From mboxrd@z Thu Jan  1 00:00:00 1970
Return-Path: <linux-kernel-owner@vger.kernel.org>
Received: (majordomo@vger.kernel.org) by vger.kernel.org via listexpand
        id S1751858AbdDNEmh (ORCPT <rfc822;w@1wt.eu>);
        Fri, 14 Apr 2017 00:42:37 -0400
Received: from mail-pf0-f196.google.com ([209.85.192.196]:32943 "EHLO
        mail-pf0-f196.google.com" rhost-flags-OK-OK-OK-OK) by vger.kernel.org
        with ESMTP id S1750747AbdDNEme (ORCPT
        <rfc822;linux-kernel@vger.kernel.org>);
        Fri, 14 Apr 2017 00:42:34 -0400
Date: Fri, 14 Apr 2017 13:42:35 +0900
From: Sergey Senozhatsky <sergey.senozhatsky.work@gmail.com>
To: Petr Mladek <pmladek@suse.com>
Cc: Sergey Senozhatsky <sergey.senozhatsky@gmail.com>,
        Pavel Machek <pavel@ucw.cz>, Jan Kara <jack@suse.cz>,
        "Eric W. Biederman" <ebiederm@xmission.com>,
        Ye Xiaolong <xiaolong.ye@intel.com>,
        Steven Rostedt <rostedt@goodmis.org>,
        Andrew Morton <akpm@linux-foundation.org>,
        Linus Torvalds <torvalds@linux-foundation.org>,
        Peter Zijlstra <peterz@infradead.org>,
        "Rafael J . Wysocki" <rjw@rjwysocki.net>,
        Greg Kroah-Hartman <gregkh@linuxfoundation.org>,
        Jiri Slaby <jslaby@suse.com>, Len Brown <len.brown@intel.com>,
        linux-kernel@vger.kernel.org,
        Sergey Senozhatsky <sergey.senozhatsky.work@gmail.com>
Subject: Re: [printk]  fbc14616f4:
 BUG:kernel_reboot-without-warning_in_test_stage
Message-ID: <20170414044235.GA462@jagdpanzerIV.localdomain>
References: <20170407081449.GA12859@amd>
 <20170407121021.GA379@jagdpanzerIV.localdomain>
 <20170407124455.GC4756@amd>
 <20170407151306.GA384@tigerII.localdomain>
 <20170409101230.GB27363@amd>
 <20170410045339.GB2793@jagdpanzerIV.localdomain>
 <20170410184858.GA24226@amd>
 <20170411014635.GA3836@jagdpanzerIV.localdomain>
 <20170411161953.GA447@tigerII.localdomain>
 <20170413140321.GH16938@pathway.suse.cz>
MIME-Version: 1.0
Content-Type: text/plain; charset=us-ascii
Content-Disposition: inline
In-Reply-To: <20170413140321.GH16938@pathway.suse.cz>
User-Agent: Mutt/1.8.0 (2017-02-23)
Sender: linux-kernel-owner@vger.kernel.org
List-ID: <linux-kernel.vger.kernel.org>
X-Mailing-List: linux-kernel@vger.kernel.org

Hello Petr,

thanks for taking a look!

On (04/13/17 16:03), Petr Mladek wrote:
> > +static inline bool console_offload_printing(void)
> > +{
> > +	static struct task_struct *printing_task = NULL;
> > +	static unsigned long lines_printed = 0;
> > +
> > +	if (!atomic_print_limit || !printk_kthread_enabled())
> > +		return false;
> > +
> > +	/* We rescheduled - reset the counters. */
> > +	if (printing_task != current) {
> > +		lines_printed = 0;
> > +		printing_task = current;
> > +		return false;
> > +	}
> 
> If we want to check that the process rescheduled, we should
> store/check also current->nvcsw + current->nivcsw.

ok.

[..]
> My only fear is that it is getting more and more complicated.
> On the other hand, any partial solution is asking for
> troubles and complains.

yeah. we have to aim slightly different and conflicting targets - introducing
a new printk behavior, while preserving an already existing guarantees. which
is a bit tricky.


[..]
> > +	if (lines_printed > 2 * (unsigned long)atomic_print_limit) {
> > +		printk_enforce_emergency = true;
> > +		pr_crit("Declaring printk emergency mode.\n");
> > +		return false;
> > +	}
> 
> The only messages that are printed on my workstation are the same
> few lines everytime I connect my phone over USB to get it charged.

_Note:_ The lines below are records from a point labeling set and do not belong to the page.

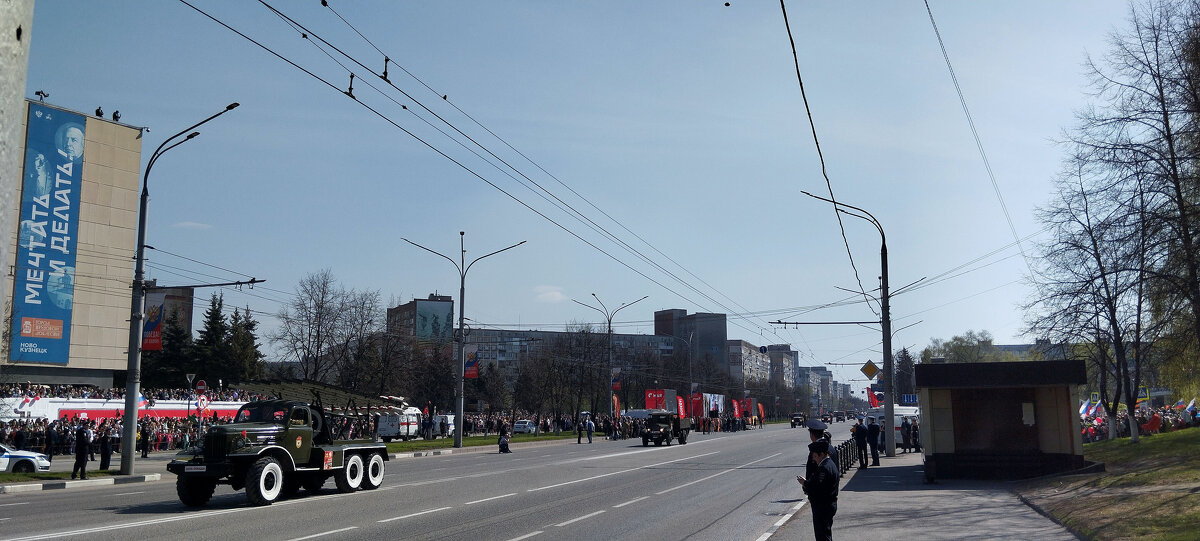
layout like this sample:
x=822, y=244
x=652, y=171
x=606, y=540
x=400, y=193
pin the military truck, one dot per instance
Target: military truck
x=274, y=448
x=663, y=426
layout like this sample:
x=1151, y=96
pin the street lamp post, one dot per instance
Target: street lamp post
x=885, y=320
x=609, y=317
x=133, y=371
x=462, y=266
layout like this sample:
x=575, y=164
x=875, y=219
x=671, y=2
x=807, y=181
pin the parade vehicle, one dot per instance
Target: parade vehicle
x=401, y=425
x=664, y=426
x=273, y=449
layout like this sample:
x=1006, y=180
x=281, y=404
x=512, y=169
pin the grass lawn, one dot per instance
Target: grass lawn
x=477, y=440
x=5, y=479
x=1150, y=490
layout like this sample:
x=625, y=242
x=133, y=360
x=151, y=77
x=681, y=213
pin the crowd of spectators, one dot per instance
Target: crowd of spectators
x=1149, y=421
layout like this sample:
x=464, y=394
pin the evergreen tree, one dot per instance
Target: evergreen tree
x=214, y=344
x=244, y=347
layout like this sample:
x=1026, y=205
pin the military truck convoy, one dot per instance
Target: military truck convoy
x=661, y=426
x=273, y=449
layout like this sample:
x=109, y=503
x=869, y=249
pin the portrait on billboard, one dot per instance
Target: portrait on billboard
x=435, y=320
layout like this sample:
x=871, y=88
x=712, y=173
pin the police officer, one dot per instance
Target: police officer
x=817, y=432
x=873, y=439
x=822, y=490
x=83, y=448
x=861, y=442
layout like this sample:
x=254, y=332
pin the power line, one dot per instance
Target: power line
x=975, y=133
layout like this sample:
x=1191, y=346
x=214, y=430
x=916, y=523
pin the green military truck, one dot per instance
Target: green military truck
x=274, y=448
x=661, y=426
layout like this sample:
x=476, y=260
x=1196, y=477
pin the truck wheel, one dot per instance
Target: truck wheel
x=373, y=472
x=313, y=482
x=349, y=479
x=264, y=481
x=195, y=492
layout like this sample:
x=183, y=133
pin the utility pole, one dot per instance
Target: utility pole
x=609, y=317
x=133, y=371
x=461, y=336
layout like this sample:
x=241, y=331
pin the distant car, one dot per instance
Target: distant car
x=22, y=462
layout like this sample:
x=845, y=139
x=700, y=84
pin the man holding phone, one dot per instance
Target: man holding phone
x=822, y=490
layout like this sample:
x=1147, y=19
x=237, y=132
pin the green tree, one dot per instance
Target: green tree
x=244, y=347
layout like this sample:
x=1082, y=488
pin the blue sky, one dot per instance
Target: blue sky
x=683, y=121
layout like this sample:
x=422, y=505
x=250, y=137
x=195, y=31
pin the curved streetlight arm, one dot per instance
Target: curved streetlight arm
x=490, y=254
x=869, y=216
x=438, y=254
x=159, y=150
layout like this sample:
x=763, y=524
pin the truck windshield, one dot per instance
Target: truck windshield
x=261, y=413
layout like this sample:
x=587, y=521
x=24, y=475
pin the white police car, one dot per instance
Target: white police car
x=22, y=462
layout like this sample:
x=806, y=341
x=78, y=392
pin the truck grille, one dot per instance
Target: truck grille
x=214, y=445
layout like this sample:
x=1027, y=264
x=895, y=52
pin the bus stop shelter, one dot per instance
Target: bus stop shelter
x=1001, y=420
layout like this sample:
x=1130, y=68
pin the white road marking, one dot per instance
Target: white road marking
x=780, y=523
x=415, y=515
x=711, y=476
x=579, y=518
x=630, y=502
x=325, y=533
x=489, y=499
x=617, y=473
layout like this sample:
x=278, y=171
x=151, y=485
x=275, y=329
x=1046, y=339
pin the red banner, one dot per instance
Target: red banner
x=144, y=413
x=655, y=398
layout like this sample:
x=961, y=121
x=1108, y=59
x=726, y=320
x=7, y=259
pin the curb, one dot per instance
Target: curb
x=81, y=484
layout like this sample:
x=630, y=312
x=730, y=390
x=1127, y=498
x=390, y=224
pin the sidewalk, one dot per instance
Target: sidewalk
x=893, y=499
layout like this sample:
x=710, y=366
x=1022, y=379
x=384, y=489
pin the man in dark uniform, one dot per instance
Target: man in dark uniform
x=817, y=432
x=873, y=439
x=861, y=442
x=822, y=490
x=83, y=446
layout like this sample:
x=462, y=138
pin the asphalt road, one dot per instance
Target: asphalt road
x=729, y=486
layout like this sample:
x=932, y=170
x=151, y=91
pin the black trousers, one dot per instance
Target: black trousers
x=81, y=467
x=822, y=521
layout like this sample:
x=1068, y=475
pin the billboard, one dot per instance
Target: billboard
x=435, y=320
x=43, y=282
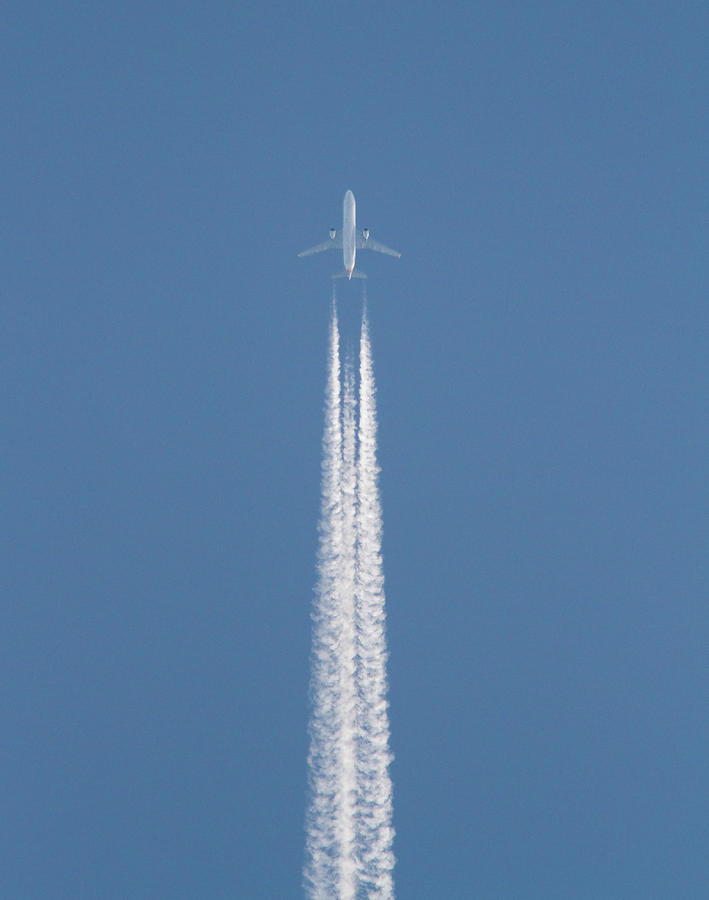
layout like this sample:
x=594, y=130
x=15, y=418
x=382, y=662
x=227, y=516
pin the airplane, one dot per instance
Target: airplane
x=349, y=241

you are right. this is a known and yet to be resolved issue.


> It might help to check the number of process switch counts as
> suggested above.

will take a look at your 'current->nvcsw + current->nivcsw' idea.
thanks.


[..]
> > +		/*
> > +		 * Sometimes we may lock console_sem before printk_kthread.
> > +		 * In this case we will jump to `again' label (if there are
> > +		 * pending messages), print one more line from current
> > +		 * process, break out of printing loop (we don't reset the
> > +		 * counter of printed lines) and do up_console_sem() to
> > +		 * wakeup printk_kthread again.
> > +		 *
> > +		 * If printk_kthread never wakes up (which may indicate that
> > +		 * the system is unstable or something weird is going on),
> > +		 * then we will keep jumping to `again' label and printing
> > +		 * one message from the logbuf. This is a bit ugly, but at
> > +		 * least we will print out the logbuf.
> > +		 *
> > +		 * If such condition occurs, console_offload_printing() can
> > +		 * declare `printk_emergency' at some point.
> 
> I am a bit confused by the comment above. The again goto target is
> used only when there is a race between leaving the loop and releasing
> the console_sem. It is a corner case.

not really.

this is the part where "preserve printk guarantees" jumps in.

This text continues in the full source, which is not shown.